Expand component #1

joel-bernstein · 2014-01-10T14:03:27Z

This issue introduces a new search component called the Expand component. The Expand component implements group expansion for a single page of results collapsed by the CollapsingQParserPlugin

I'll be working this ticket initially in my fork of the Heliosearch project in a branch called "expand".

https://github.com/joelbernstein2013/heliosearch

krantiparisa · 2014-01-10T16:17:40Z

for this component.

how costly it is in terms of Memory along with Grouping? Is it scalable with 100 groups and each group has 3 sub groups and each sub groups has 100 docs?

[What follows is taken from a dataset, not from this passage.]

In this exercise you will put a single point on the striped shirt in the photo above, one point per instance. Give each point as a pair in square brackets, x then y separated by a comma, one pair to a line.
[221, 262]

And run this on top of an index with 10M docs?

joel-bernstein · 2014-01-10T16:44:52Z

The expand component works with a single page of collapsed results. So if your page has 100 groups, with 3 sub groups, with 100 docs each, the component will have to work with 30,000 documents.

Not an overwhelming number but not a small number.

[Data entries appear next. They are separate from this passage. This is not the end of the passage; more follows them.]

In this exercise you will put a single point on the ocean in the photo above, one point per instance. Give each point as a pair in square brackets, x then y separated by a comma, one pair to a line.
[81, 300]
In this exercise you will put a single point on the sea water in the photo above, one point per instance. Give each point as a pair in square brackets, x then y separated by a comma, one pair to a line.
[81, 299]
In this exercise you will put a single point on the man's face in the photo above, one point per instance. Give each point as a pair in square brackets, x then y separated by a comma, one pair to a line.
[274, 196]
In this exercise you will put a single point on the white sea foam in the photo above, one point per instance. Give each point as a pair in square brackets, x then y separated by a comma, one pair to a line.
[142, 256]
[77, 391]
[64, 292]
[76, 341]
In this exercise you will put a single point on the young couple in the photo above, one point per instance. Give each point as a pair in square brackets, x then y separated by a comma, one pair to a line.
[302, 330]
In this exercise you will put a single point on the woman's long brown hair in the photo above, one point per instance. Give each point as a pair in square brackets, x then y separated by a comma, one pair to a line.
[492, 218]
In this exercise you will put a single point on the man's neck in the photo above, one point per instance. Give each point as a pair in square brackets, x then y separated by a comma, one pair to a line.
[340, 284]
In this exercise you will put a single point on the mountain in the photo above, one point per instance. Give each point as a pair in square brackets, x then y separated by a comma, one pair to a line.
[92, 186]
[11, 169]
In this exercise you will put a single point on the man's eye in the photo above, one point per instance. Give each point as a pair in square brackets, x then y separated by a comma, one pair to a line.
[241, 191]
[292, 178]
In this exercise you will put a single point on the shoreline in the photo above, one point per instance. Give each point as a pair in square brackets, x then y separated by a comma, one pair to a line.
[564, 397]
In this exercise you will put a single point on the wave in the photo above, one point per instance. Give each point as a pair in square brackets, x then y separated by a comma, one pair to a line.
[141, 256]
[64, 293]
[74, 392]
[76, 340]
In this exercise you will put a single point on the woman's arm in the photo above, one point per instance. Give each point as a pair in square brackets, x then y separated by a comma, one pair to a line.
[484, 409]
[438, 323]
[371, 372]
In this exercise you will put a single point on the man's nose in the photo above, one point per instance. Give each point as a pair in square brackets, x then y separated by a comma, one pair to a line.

The 10 million document set will be collapsed by the CollapsingQParserPlugin. How many distinct top level groups are in the index? It sounds like there might be around 33,333 distinct top level groups if each top level group has 300 docs in it. The CollapsingQParserPlugin will eat that for lunch, very little memory used.

joel-bernstein · 2014-01-10T16:52:10Z

Kranti,

I'll be putting the initial implementation up later today or over the weekend. It doesn't cover sub-grouping yet. So if you want to work on that, that would be excellent. We can collaborate on how to add this to the code.

Joel

krantiparisa · 2014-01-10T16:57:21Z

How many distinct top level groups are in the index?

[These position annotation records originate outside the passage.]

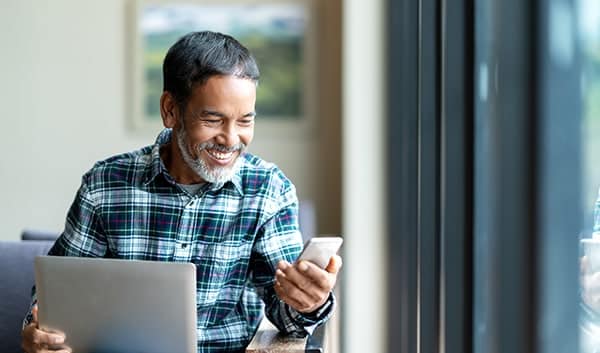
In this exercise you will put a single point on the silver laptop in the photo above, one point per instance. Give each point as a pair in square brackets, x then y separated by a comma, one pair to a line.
[107, 305]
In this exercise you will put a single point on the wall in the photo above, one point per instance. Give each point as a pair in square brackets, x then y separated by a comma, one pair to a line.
[63, 98]
[364, 212]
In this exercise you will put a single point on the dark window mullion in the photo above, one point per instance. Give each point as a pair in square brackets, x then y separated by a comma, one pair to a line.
[428, 207]
[403, 177]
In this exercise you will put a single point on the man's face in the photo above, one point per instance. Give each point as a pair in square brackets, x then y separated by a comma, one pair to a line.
[218, 125]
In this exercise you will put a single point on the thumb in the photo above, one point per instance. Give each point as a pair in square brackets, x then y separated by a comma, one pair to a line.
[334, 265]
[34, 314]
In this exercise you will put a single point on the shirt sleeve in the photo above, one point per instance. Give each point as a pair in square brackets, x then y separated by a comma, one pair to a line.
[83, 236]
[280, 239]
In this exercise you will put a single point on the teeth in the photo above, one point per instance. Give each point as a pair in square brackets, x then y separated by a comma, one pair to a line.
[220, 155]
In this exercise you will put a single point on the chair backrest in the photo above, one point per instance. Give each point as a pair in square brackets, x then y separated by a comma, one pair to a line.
[31, 234]
[16, 280]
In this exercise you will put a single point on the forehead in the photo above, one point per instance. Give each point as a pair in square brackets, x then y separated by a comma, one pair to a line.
[225, 91]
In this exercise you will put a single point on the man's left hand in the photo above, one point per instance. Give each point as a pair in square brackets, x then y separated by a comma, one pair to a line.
[305, 286]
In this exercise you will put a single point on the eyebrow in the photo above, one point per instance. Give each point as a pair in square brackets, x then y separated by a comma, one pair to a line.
[221, 115]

there could be 300,000 unique top level groups (entity ids) overall in the index (size: 5GB)
but considering the filters, queries - the available unique top level groups for a given request could be max. 20,000
out of the 20,000 top level groups, the page max could be 100.
each group could have 3 sub groups and each sub group might have 100 max docs

can you help me to roughly estimate the memory size and response time
does this have any possible cache hits to get faster responses?

krantiparisa · 2014-01-10T16:58:18Z

Sure, I can work with you on this. you might need to answer my stupid questions at times :)

joel-bernstein · 2014-01-10T17:44:16Z

The CollapsingQParserPlugin creates arrays based on the total number of unique values in the field. Rough esitimates for 300,000 unique terms in the field would be 3-5 MB of transient memory per query.

The expanding of groups I haven't measured yet. With such a large page, part of the issue will be retrieving the stored values for all those documents. This can be very expensive.

krantiparisa · 2014-01-10T18:02:02Z

if we just need docIds at the docList level, means

group1=>1234567 (the value of the group field)
subgroup1=>catalog1 (the value of the sub group field)
docList=> list of doc ids
subgroup2=>catalog2 (the value of the sub group field)
docList=> list of doc ids
group2=>6764237 (the value of the group field)
subgroup1=>catalog1 (the value of the sub group field)
docList=> list of doc ids
subgroup2=>catalog2 (the value of the sub group field)
docList=> list of doc ids

if we get TopGroups like the above, then metadata can be based on what fields the user wants. I am trying find out the memory and response times for the above structure from the API call.

krantiparisa · 2014-01-11T07:22:50Z

Joel,

Is it possible to share the ExpandComponent on Saturday (11 Jan), I can spend good time on Sunday and try to get the Sub Groups. I want to also run few performance tests using traditional grouping and the new implementation for collapsing+expanding in the use cases I was describing above.

joel-bernstein · 2014-01-11T18:29:16Z

Just committed initial implementation of the ExpandComponent at my heliosearch clone in the expand branch:

https://github.com/joelbernstein2013/heliosearch/tree/expand

Initial patch compiles but has not been tested yet.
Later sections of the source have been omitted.